Holy well, Curraghakimikeen, Co. Limerick
Co. Limerick |
Holy Sites & Wells
Some holy wells in Ireland are still garlanded with offerings, visited on pattern days, and bound up in local memory stretching back generations.
The spring at Curraghakimikeen in County Limerick is not one of those. What makes it quietly striking is precisely what it lacks: the traditions, the stories, even the memory of why people stopped coming. It sits in a valley, a modest spring with a hawthorn bush beside it, and almost nothing else to explain what it once was.
The folklorist Caoimhín Ó Danachair recorded what little survives in 1955, drawing on the Ordnance Survey Name Books compiled around 1840. The earlier surveyors had noted the well under the name Tobernagommaun, which is the form that appeared on their maps, and they described it plainly: a spring in a valley, a hawthorn nearby. Hawthorn trees are a common feature of sacred springs across Ireland, associated in folk tradition with the boundary between the ordinary world and something older, and their presence beside a well was often taken as a marker of spiritual significance. The Name Books entry acknowledged that the site had been considered holy in earlier times, but even then the reason for its abandonment was unknown. By the time Ó Danachair was gathering material a century later, no tradition survived at all. The well had slipped entirely out of local knowledge.

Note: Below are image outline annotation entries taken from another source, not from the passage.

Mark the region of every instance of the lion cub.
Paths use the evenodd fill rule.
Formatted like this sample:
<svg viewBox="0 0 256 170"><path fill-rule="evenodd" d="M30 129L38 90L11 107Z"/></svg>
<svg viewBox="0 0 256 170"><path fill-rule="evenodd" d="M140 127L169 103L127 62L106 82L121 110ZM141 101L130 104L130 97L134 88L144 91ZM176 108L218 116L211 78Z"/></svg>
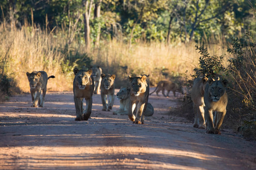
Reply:
<svg viewBox="0 0 256 170"><path fill-rule="evenodd" d="M31 73L27 72L30 93L33 103L31 107L37 107L44 106L44 97L46 94L47 82L50 78L55 78L54 75L47 77L47 73L44 71L34 71ZM43 94L41 95L41 90Z"/></svg>
<svg viewBox="0 0 256 170"><path fill-rule="evenodd" d="M87 71L77 68L74 69L75 75L73 81L74 100L76 107L76 118L75 121L87 121L92 113L92 95L94 89L93 78L91 76L92 69ZM86 109L83 114L83 99L86 103Z"/></svg>
<svg viewBox="0 0 256 170"><path fill-rule="evenodd" d="M110 111L112 109L115 100L115 79L116 75L101 74L102 80L100 84L100 95L102 102L102 110ZM109 97L109 101L107 97ZM107 102L108 103L107 104Z"/></svg>
<svg viewBox="0 0 256 170"><path fill-rule="evenodd" d="M128 116L136 124L143 124L145 110L148 105L149 94L149 81L145 75L132 77L129 75L131 88ZM133 111L137 107L136 116Z"/></svg>
<svg viewBox="0 0 256 170"><path fill-rule="evenodd" d="M130 92L131 89L127 87L121 87L120 90L116 94L116 97L120 99L120 107L119 110L113 112L113 115L128 115L128 109L130 102ZM154 114L154 107L152 105L148 103L145 110L146 116L151 116Z"/></svg>
<svg viewBox="0 0 256 170"><path fill-rule="evenodd" d="M221 81L209 78L204 90L204 100L205 104L204 115L207 121L207 133L221 134L220 127L225 116L228 104L228 95L226 87L227 80ZM216 112L214 118L212 112Z"/></svg>
<svg viewBox="0 0 256 170"><path fill-rule="evenodd" d="M164 94L165 90L167 90L166 95L165 95ZM176 97L176 91L184 95L184 91L182 86L179 86L179 84L177 83L172 82L171 81L163 80L158 82L155 90L150 93L149 95L152 95L152 94L156 91L156 95L158 96L158 92L161 90L162 94L164 97L169 97L169 93L170 91L172 91L174 97Z"/></svg>

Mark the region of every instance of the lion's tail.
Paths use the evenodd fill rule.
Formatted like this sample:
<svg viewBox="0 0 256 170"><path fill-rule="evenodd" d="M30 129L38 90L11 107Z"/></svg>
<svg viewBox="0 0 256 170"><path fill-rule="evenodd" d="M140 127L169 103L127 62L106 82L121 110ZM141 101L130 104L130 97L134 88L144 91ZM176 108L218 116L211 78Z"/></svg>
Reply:
<svg viewBox="0 0 256 170"><path fill-rule="evenodd" d="M50 78L52 78L52 79L55 78L55 76L54 76L54 75L51 75L50 76L49 76L49 77L48 77L48 79L50 79ZM48 79L47 79L47 80L48 80Z"/></svg>
<svg viewBox="0 0 256 170"><path fill-rule="evenodd" d="M149 94L149 95L152 95L152 94L153 94L155 91L156 91L156 90L157 90L157 89L158 88L159 86L161 84L161 83L158 83L158 84L157 86L156 86L156 89L155 89L155 90L154 90L154 91L152 92L151 93Z"/></svg>

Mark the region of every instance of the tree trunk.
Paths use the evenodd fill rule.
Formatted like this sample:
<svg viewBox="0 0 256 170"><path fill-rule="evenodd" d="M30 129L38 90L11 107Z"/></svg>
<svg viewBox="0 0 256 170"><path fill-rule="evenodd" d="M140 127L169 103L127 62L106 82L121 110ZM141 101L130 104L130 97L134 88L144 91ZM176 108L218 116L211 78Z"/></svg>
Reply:
<svg viewBox="0 0 256 170"><path fill-rule="evenodd" d="M86 51L89 51L91 48L91 41L90 38L90 16L91 15L91 11L92 7L92 1L90 1L90 5L88 8L88 0L83 1L83 5L85 7L84 14L84 40L85 41L85 48Z"/></svg>
<svg viewBox="0 0 256 170"><path fill-rule="evenodd" d="M102 0L98 0L95 4L94 9L94 19L99 18L100 16L100 5ZM101 27L100 24L98 24L98 28L97 30L97 35L96 36L96 39L95 41L95 46L98 47L100 44L100 29Z"/></svg>

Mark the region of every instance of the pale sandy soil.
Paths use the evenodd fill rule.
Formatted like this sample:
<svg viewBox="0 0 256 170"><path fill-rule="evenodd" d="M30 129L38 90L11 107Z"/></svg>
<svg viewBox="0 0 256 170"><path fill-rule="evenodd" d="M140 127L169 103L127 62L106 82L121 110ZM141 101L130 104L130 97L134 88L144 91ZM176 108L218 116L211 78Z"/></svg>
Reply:
<svg viewBox="0 0 256 170"><path fill-rule="evenodd" d="M101 111L100 95L91 118L79 122L71 92L47 92L44 108L30 107L30 95L14 96L0 104L0 169L256 169L255 142L170 119L176 100L154 94L155 113L138 125Z"/></svg>

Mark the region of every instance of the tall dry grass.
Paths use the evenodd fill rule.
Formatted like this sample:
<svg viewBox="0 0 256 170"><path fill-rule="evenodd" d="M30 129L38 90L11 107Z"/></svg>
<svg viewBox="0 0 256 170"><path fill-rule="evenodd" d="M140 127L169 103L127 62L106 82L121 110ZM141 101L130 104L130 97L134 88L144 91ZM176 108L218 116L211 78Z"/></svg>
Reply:
<svg viewBox="0 0 256 170"><path fill-rule="evenodd" d="M0 24L0 60L5 61L0 69L13 79L23 92L29 91L26 73L40 70L46 71L49 76L55 76L49 80L49 90L71 90L72 68L68 72L63 72L62 69L68 54L64 49L68 45L68 49L75 49L77 53L86 52L84 41L76 37L69 44L65 32L58 28L45 30L28 25L18 29ZM93 61L92 64L99 65L105 73L116 74L119 81L128 74L150 74L150 81L157 83L165 78L162 75L163 70L176 74L184 74L186 71L188 74L192 73L199 56L195 45L151 42L133 45L129 48L121 42L102 41L99 47L93 47L87 52ZM210 45L209 49L211 53L219 53L221 48ZM126 70L122 69L125 66Z"/></svg>
<svg viewBox="0 0 256 170"><path fill-rule="evenodd" d="M71 89L61 71L61 63L65 57L59 50L65 45L61 37L46 34L38 28L24 26L17 29L2 24L0 41L0 60L5 61L2 70L17 83L22 91L29 91L26 73L41 70L56 77L49 81L49 90Z"/></svg>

The site lies in Curraghakimikeen townland in County Limerick, though reaching the precise location requires some patience with both the landscape and the maps. The 1840 Ordnance Survey sheets are the most useful reference for plotting where Tobernagommaun once appeared, and the first edition OS maps are freely available through the Irish Historical Maps viewer online. The well is a spring rather than a constructed feature, so there may be little visible to distinguish it beyond the lie of the ground and, if the hawthorn is still standing, the tree itself. Visiting in late spring, when hawthorn is in blossom, makes any such tree easier to identify and, given the association between the species and liminal or sacred places in Irish tradition, lends the site a certain atmosphere even in the absence of anything more to say about it.